Potentially more damning, in its way, is the bizarre decision by the Electoral Commission to ban airplay of the satirical video Planet Key a great blues riff by Darren Watson, amusing graphics by Jeremy Jones - on the basis it is electoral programming.

It may even be considered electoral advertising although it doesn't promote anyone. All because it carries one lyric that goes, "If you want compassion, don't vote for me", putting it at odds with the "no for or against" electoral programme definition.

Surely they're joking. It's satire, pure and simple. Or is the commission saying New Zealanders don't understand that?

Key himself says he hasn't a problem with it and thought it "quite professional", but the insinuation is the commission has taken this step because the video ostensibly harms the Government. Another dirty trick, in other words, in line with the "two faces" PR approach Hager outlines: the affable public one and the vindictive covert one.

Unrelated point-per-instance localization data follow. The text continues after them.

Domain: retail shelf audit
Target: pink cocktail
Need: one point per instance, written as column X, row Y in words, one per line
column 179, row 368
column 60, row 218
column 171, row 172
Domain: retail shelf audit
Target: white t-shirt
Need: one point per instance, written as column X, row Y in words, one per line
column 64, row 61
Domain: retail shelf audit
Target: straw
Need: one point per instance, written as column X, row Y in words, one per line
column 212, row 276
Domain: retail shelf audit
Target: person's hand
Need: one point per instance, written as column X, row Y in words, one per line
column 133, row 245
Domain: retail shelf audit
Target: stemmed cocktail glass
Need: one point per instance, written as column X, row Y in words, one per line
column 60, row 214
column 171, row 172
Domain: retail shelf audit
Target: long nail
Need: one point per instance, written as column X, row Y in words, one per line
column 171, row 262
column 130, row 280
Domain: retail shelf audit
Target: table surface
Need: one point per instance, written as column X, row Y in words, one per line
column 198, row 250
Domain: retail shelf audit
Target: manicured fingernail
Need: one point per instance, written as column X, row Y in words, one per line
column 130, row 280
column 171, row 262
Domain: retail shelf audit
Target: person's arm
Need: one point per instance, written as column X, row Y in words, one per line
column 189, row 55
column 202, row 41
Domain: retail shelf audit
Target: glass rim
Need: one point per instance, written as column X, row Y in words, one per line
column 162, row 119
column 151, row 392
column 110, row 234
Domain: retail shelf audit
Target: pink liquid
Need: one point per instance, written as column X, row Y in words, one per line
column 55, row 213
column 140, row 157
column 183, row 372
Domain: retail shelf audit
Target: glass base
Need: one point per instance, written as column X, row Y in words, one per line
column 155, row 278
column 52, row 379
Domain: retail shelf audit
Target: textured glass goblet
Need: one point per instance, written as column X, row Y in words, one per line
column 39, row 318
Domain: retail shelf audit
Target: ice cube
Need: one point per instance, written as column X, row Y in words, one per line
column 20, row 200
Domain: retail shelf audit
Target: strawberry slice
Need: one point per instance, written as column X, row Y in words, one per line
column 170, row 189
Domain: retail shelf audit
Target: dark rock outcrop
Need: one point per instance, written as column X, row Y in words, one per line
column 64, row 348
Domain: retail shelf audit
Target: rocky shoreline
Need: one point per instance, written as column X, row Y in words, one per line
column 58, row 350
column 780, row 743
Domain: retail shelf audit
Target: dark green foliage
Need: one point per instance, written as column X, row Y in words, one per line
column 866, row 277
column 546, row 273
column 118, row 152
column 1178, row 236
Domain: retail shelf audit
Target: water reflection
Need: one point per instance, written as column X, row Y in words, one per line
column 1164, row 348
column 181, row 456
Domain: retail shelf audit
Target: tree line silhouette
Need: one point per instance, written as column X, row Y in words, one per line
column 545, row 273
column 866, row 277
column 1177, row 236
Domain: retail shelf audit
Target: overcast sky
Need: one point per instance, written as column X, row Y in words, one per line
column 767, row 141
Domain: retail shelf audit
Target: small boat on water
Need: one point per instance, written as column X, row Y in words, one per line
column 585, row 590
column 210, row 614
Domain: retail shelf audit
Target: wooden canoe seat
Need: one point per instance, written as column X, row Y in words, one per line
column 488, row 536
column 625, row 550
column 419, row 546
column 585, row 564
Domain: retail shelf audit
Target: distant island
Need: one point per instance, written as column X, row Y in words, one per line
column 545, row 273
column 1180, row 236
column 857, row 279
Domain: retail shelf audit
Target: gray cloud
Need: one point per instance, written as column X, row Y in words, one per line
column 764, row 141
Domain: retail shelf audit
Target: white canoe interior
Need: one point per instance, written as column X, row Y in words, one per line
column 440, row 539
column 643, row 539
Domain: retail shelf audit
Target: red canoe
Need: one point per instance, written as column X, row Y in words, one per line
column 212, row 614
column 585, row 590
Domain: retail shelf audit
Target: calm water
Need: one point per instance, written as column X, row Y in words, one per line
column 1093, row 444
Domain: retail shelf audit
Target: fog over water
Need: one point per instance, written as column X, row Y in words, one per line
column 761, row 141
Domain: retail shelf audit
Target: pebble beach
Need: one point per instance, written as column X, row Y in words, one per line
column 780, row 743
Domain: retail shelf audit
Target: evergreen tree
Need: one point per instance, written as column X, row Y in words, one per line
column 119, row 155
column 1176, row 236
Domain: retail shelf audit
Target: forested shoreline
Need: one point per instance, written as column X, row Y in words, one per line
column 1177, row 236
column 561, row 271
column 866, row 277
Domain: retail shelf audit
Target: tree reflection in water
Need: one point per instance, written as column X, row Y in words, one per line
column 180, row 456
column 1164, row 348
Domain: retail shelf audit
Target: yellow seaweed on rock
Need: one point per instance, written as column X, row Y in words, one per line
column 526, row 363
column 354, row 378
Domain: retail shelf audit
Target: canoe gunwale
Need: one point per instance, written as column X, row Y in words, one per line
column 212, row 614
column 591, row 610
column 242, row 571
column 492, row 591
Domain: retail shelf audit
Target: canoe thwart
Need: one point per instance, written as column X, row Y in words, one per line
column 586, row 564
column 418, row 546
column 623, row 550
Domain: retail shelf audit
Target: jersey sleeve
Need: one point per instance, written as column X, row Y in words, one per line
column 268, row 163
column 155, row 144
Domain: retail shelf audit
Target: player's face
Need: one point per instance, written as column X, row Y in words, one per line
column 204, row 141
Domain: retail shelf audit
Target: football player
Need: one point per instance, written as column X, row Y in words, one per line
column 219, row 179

While arguably it would be hard to paint Slater in a worse light, if nothing else these revelations expose the true depths of the toxic sludge that passes for right-wing commentary online. And Slater and local shadow man Simon Lusk could face investigation for allegedly blackmailing Rodney Hide into resigning as ACT leader in favour of Don Brash.

And it may be that Key's halo has been tarnished too much this time to ever shine bright again.

That's the right of it.

Bruce Bisset is a freelance writer and poet.